Mechanisms for progenitor cell-mediated repair for ischemic heart injury.

机构信息

CHOC Children's Hospital Research Institute, University of California, Irrine, Orange, 92868, USA.

出版信息

Curr Stem Cell Res Ther. 2012 Jan;7(1):2-14. doi: 10.2174/157488812798483449.

Abstract

Recent studies have shown that treatments involving injection of stem cells into animals with damaged cardiac tissue result in improved cardiac functionality. Clinical trials have reported conflicting results concerning the recellularization of post-infarct collagen scars. No clear mechanism has so far emerged to fully explain how injected stem cells, specifically the commonly used mesenchymal stem cells (MSC) and endothelial precursor cells (EPC), help heal a damaged heart. Clearly, these injected stem cells must survive and thrive in the hypoxic environment that results after injury for any significant repair to occur. Here we discuss how ischemic preconditioning may lead to increased tolerance of stem cells to these harsh conditions and increase their survival and clinical potential after injection. As injected cells must reach the site in numbers large enough for repair to be functionally significant, homing mechanisms involved in stem cell migration are also discussed. We review the mechanisms of action stem cells may employ once they arrive at their target destination. These possible mechanisms include that the injected stem cells (1) secrete growth factors, (2) differentiate into cardiomyocytes to recellularize damaged tissue and strengthen the post-infarct scar, (3) transdifferentiate the host cells into cardiomyocytes, and (4) induce neovascularization. Finally, we discuss that tissue engineering may provide a standardized platform technology to produce clinically applicable stem cell products with these desired mechanistic capacities.

摘要

最近的研究表明,将干细胞注入受损心肌组织的动物体内的治疗方法可改善心脏功能。

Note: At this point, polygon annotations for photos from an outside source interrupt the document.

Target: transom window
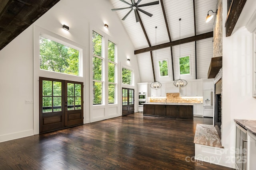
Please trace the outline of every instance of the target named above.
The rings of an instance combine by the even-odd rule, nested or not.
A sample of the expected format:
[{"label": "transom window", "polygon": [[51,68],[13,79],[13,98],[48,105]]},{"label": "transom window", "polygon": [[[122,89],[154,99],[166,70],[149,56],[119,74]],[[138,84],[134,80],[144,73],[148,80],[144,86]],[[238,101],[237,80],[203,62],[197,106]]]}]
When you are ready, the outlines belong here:
[{"label": "transom window", "polygon": [[167,60],[158,61],[159,73],[160,77],[168,76],[168,62]]},{"label": "transom window", "polygon": [[186,56],[180,58],[180,74],[189,74],[190,73],[190,57]]},{"label": "transom window", "polygon": [[40,68],[79,76],[80,51],[40,36]]},{"label": "transom window", "polygon": [[132,85],[132,71],[128,69],[123,68],[122,69],[122,78],[123,84]]}]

临床试验报告了关于梗死胶原瘢痕再细胞化的相互矛盾的结果。迄今为止,尚无明确的机制可以完全解释注射的干细胞(特别是常用的间充质干细胞[MSC]和内皮祖细胞[EPC])如何帮助修复受损的心脏。显然,这些注入的干细胞必须在损伤后产生的缺氧环境中存活并茁壮成长,才能发生任何有意义的修复。在这里,我们讨论了缺血预处理如何导致干细胞对这些恶劣条件的耐受性增加,并增加了它们在注射后的存活和临床潜力。由于注入的细胞必须达到足以进行功能修复的数量,因此还讨论了涉及干细胞迁移的归巢机制。我们回顾了干细胞到达其靶目标后可能采用的作用机制。这些可能的机制包括注入的干细胞(1)分泌生长因子,(2)分化为心肌细胞以再细胞化受损组织并增强梗死瘢痕,(3)将宿主细胞转分化为心肌细胞,以及(4)诱导血管生成。最后,我们讨论了组织工程可能为产生具有这些所需机制能力的临床适用的干细胞产品提供标准化的平台技术。